Dünyanın diğer tarafında Rus kadınları 23 Şubat 1917’de –ki miladi takvimde 8 Mart’a denk gelir-, Birinci Dünya Savaşı sırasında milyonlarca Rus askerinin ölümünü protesto etmek için sokaklara döküldü. Çar kadınların vurulmasını emretti, ancak başarısız oldu. Bunun yerine kendi düştü ve “Şubat Devrimi” başladı ve kadınların eylemi oy hakkının kazanılmasına neden oldu.

Bu ve benzeri mücadeleler sayesinde kadınlar hak ve özgürlüklere kavuşmuştur ancak eşitlik, adalet ve kadınlara saygı için aşılacak uzun bir yol var. Sınıflı toplumların ortaya çıkmasıyla erkek emeği önem kazanmış, eve o ekmek getirmiş ve tarihe o geçmişti. Kadının hikâyesi yok, kadın ve çocuk derebeyi ve patron için bir yan ürün, aile içinde de önemi olmayan bir varlıktı. Dünyanın birçok yerinde hâlâ kadının durumu böyle, onlar kelimenin tam anlamıyla birer köleler.

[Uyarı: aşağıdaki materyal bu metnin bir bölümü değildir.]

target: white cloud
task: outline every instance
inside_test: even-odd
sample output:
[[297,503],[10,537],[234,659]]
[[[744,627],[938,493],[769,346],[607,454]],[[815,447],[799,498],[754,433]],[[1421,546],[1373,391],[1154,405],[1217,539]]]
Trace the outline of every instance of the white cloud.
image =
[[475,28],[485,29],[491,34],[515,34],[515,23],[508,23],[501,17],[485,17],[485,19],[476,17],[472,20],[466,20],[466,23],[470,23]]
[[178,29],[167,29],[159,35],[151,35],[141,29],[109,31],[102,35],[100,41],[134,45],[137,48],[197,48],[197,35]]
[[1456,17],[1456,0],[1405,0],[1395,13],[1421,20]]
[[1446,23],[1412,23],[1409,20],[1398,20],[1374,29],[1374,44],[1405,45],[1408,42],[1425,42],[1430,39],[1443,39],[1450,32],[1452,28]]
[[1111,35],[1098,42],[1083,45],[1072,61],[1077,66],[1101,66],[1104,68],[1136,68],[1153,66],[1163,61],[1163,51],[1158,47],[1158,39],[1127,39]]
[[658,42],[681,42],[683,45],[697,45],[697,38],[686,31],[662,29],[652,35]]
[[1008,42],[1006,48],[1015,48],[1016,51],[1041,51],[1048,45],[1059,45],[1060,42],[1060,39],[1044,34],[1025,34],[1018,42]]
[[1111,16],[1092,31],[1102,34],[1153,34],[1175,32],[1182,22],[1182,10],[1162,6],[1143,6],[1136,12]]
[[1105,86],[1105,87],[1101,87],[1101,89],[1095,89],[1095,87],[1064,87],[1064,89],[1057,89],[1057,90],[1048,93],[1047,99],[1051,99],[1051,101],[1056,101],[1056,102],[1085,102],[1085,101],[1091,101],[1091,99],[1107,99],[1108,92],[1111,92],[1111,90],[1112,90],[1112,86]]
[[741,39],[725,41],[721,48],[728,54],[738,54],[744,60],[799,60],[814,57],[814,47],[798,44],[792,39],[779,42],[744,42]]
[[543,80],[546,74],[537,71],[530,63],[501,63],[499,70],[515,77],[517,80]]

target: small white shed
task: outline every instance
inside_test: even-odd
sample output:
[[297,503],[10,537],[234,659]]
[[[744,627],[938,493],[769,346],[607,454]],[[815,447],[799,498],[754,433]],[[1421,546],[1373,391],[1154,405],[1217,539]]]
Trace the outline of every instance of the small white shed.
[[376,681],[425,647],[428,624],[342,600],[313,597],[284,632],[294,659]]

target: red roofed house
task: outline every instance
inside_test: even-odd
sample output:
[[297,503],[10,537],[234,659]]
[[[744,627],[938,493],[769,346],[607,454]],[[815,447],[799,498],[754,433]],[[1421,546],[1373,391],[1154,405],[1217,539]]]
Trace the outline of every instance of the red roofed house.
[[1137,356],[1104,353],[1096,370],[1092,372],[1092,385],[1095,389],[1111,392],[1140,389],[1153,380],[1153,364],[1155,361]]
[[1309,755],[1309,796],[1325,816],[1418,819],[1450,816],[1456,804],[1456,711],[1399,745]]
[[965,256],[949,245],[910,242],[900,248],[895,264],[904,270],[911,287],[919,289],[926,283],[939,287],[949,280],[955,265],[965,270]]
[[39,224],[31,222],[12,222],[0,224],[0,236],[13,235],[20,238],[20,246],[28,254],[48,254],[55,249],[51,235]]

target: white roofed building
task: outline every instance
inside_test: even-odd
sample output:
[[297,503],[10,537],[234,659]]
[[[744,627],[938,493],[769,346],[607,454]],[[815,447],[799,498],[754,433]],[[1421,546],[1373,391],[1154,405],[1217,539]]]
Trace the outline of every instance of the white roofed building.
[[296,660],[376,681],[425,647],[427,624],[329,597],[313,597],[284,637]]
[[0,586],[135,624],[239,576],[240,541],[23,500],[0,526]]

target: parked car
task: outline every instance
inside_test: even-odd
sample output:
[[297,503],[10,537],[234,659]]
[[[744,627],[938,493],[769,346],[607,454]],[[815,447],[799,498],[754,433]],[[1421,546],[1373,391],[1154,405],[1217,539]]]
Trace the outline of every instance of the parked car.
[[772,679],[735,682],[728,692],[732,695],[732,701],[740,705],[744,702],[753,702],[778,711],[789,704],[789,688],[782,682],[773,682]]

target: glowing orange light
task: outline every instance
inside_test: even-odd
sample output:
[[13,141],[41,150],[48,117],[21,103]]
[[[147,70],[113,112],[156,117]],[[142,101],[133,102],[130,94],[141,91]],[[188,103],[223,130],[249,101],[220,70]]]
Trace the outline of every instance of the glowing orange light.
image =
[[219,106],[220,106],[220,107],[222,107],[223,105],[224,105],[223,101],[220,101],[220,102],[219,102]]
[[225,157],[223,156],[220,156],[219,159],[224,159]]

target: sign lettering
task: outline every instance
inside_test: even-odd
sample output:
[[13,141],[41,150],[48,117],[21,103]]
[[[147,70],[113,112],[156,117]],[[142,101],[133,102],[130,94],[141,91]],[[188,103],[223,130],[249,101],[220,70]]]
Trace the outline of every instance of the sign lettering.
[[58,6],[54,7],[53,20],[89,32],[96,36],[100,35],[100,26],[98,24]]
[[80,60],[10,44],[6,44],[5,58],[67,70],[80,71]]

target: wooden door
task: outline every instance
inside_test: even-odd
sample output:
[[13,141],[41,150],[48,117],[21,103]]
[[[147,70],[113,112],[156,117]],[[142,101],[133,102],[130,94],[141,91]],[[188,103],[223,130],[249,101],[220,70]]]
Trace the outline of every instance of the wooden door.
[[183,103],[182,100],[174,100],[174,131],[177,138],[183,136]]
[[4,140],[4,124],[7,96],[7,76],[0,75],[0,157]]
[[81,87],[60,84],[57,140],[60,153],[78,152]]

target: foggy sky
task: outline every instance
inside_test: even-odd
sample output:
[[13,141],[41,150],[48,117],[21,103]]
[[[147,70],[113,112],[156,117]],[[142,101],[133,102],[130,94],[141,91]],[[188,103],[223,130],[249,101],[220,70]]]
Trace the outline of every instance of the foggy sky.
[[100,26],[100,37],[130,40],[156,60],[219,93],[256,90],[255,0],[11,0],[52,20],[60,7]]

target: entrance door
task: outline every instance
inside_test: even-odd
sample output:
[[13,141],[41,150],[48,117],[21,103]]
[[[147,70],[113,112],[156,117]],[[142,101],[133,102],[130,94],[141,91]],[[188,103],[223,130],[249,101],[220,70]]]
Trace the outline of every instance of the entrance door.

Kadınlara yönelik ayrımcılık; hem kamusal hem özel alanda, çatışma-savaş, barış durumlarında olduğu gibi dünyanın her köşesinde yakıcılığını koruyor. Kadınlar, çifte sömürü, ulusal ezgi, zorla evlendirme, fiziksel ve cinsel şiddete maruz kalır katliamlarla yok edilir, kadın haklarında onca yıllık ilerleme tehdit altında iken “kutlamalar” kadın mücadelesini sulandırmaktan başka bir işe yaramıyor. Erkek ve kadın bu hakların elde edilmesi, tehditlerin yok edilmesi ve ayrımcılığa karşı mücadele etmedikçe, toplumda gerçek anlamda bir değişimden söz etmek imkânsızdır. Çünkü her iki cinsin gerçek kurtuluşu buna bağlıdır ve dayanışma en güçlü silahımız. Genellikle kültür, din ve gelenekler adına toplumsal ilerlemeyi tehdit eden kadınların haklarını ihlale karşı topyekûn net bir tavır gerekiyor, çünkü dayanışma en güçlü silahımız!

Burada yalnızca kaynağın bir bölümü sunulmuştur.